To determine what threshold to use for the similarity scores we calculated the similarity scores fore the first 85 links extracted from the 10 seeds. Of those 85 links, 35 had a similarity score above 0.5 and 48 had scores above 0.4. The decision was made to go with a threshold of 0.5 in order to increase precision; however if we went with 0.4 we would have increased recall. These similarity scores can be found in output/sim.csv
After manually looking at the first 30 texts collected by the crawler 23/30 were about the chosen topic Marvel Comics, giving a procession of 0.77. A detailed analysis of the first 30 texts can be found in output/first_30_texts.csv
Other Stats:
after traversing the seed links, 2699 URLS had been added to the queue
after retrieving 1000 texts with similarity scores > the threshold, 8050 links has been traversed and there were 1,086,009 links remaining in the queue.

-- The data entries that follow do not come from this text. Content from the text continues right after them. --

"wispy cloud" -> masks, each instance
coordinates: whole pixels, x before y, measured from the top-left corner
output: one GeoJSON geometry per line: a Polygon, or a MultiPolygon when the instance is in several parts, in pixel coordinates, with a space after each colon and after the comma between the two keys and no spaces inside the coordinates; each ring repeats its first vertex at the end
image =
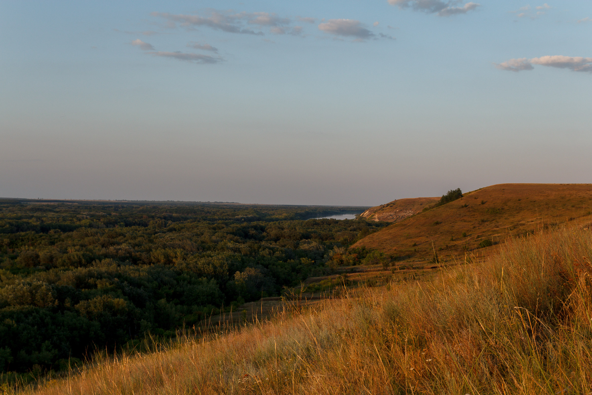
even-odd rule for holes
{"type": "Polygon", "coordinates": [[[469,2],[462,7],[456,7],[458,1],[442,1],[441,0],[388,0],[388,3],[396,5],[399,8],[411,7],[415,11],[427,14],[436,14],[440,17],[449,17],[453,15],[466,14],[476,9],[481,4],[469,2]]]}
{"type": "Polygon", "coordinates": [[[317,21],[317,18],[310,17],[296,17],[296,20],[304,23],[314,23],[317,21]]]}
{"type": "Polygon", "coordinates": [[[530,18],[530,19],[536,19],[537,18],[546,14],[547,10],[551,9],[553,7],[549,5],[546,3],[545,3],[542,5],[538,5],[535,7],[534,9],[536,9],[536,11],[534,12],[530,5],[527,5],[520,7],[516,11],[510,11],[510,13],[516,14],[516,16],[519,18],[530,18]]]}
{"type": "Polygon", "coordinates": [[[318,30],[334,36],[355,37],[362,40],[375,36],[363,27],[359,21],[353,19],[330,19],[319,24],[318,30]]]}
{"type": "Polygon", "coordinates": [[[526,57],[517,59],[510,59],[501,63],[494,63],[496,67],[500,70],[507,71],[520,71],[521,70],[532,70],[535,68],[530,64],[530,61],[526,57]]]}
{"type": "Polygon", "coordinates": [[[200,44],[199,43],[196,43],[195,41],[191,41],[187,44],[187,46],[189,48],[194,48],[195,49],[201,49],[204,51],[211,51],[212,52],[218,52],[218,49],[215,47],[213,47],[209,44],[200,44]]]}
{"type": "Polygon", "coordinates": [[[242,34],[263,34],[262,31],[255,31],[246,27],[246,25],[258,26],[260,28],[263,27],[274,28],[285,27],[291,23],[288,18],[282,18],[269,12],[213,11],[205,15],[168,12],[152,12],[152,15],[163,18],[175,26],[174,24],[186,27],[205,27],[242,34]]]}
{"type": "Polygon", "coordinates": [[[184,15],[181,14],[173,14],[168,12],[152,12],[155,17],[164,18],[173,24],[179,23],[184,27],[207,27],[215,30],[222,30],[229,33],[238,33],[242,34],[263,34],[263,32],[255,32],[250,29],[244,28],[231,15],[225,15],[213,11],[208,17],[200,17],[198,15],[184,15]]]}
{"type": "Polygon", "coordinates": [[[131,45],[139,47],[140,49],[141,49],[144,51],[154,50],[154,47],[152,46],[152,44],[149,44],[148,43],[144,43],[140,38],[137,38],[134,41],[131,41],[131,45]]]}
{"type": "Polygon", "coordinates": [[[172,57],[173,59],[178,59],[179,60],[184,60],[185,62],[191,62],[192,63],[198,64],[213,64],[224,61],[224,59],[219,56],[214,57],[210,55],[202,54],[201,53],[189,53],[186,52],[181,52],[180,51],[175,52],[157,51],[154,52],[148,52],[147,53],[149,53],[154,56],[172,57]]]}
{"type": "Polygon", "coordinates": [[[510,59],[501,63],[494,63],[498,69],[508,71],[519,72],[523,70],[532,70],[533,65],[546,66],[558,69],[568,69],[572,71],[592,73],[592,57],[581,56],[564,56],[552,55],[533,57],[510,59]]]}

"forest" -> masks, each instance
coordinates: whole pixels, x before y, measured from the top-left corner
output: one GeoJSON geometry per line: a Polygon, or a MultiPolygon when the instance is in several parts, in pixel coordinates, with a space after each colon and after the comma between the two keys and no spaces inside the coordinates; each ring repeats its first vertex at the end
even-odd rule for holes
{"type": "Polygon", "coordinates": [[[0,372],[68,368],[282,295],[368,251],[366,207],[0,200],[0,372]]]}

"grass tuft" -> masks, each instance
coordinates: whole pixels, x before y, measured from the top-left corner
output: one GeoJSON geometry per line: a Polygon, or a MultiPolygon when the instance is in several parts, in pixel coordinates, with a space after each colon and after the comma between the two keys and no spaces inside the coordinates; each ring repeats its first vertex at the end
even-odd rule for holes
{"type": "Polygon", "coordinates": [[[102,357],[57,394],[587,394],[592,233],[514,238],[433,281],[346,291],[270,322],[102,357]]]}

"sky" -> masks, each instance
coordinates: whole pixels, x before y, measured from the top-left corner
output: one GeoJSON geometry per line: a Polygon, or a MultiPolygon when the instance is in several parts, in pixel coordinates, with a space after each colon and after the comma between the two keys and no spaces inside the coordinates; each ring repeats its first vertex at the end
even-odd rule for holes
{"type": "Polygon", "coordinates": [[[592,1],[0,0],[0,197],[592,182],[592,1]]]}

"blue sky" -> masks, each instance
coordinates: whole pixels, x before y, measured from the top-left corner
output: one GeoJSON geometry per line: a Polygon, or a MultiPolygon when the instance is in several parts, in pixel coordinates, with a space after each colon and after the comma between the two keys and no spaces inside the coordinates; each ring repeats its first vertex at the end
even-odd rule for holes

The SimularityModule class can be used to maintain a collection of topic texts and calculate the similarity of a given string against the collection.
When initialized, the collection is empty; as such a similarity score of 0.0 will always be returned.
add_topic_texts(texts) - Adds "texts" to the collection of topic texts. Stop Words are removed from "texts" and it is downsized before being added to the collection.
calculate_similarity(text) - Calculates the similarity score between the current collection of topic texts and "text". Stop Words are removed from "text" and it is downsized before the calculation. The "Strike a Match" algorithm proposed by Simon White of Catalysoft is used for calculating the similarity score.
The full list of stop words considered can be found in common-english-words.txt under the resources directory.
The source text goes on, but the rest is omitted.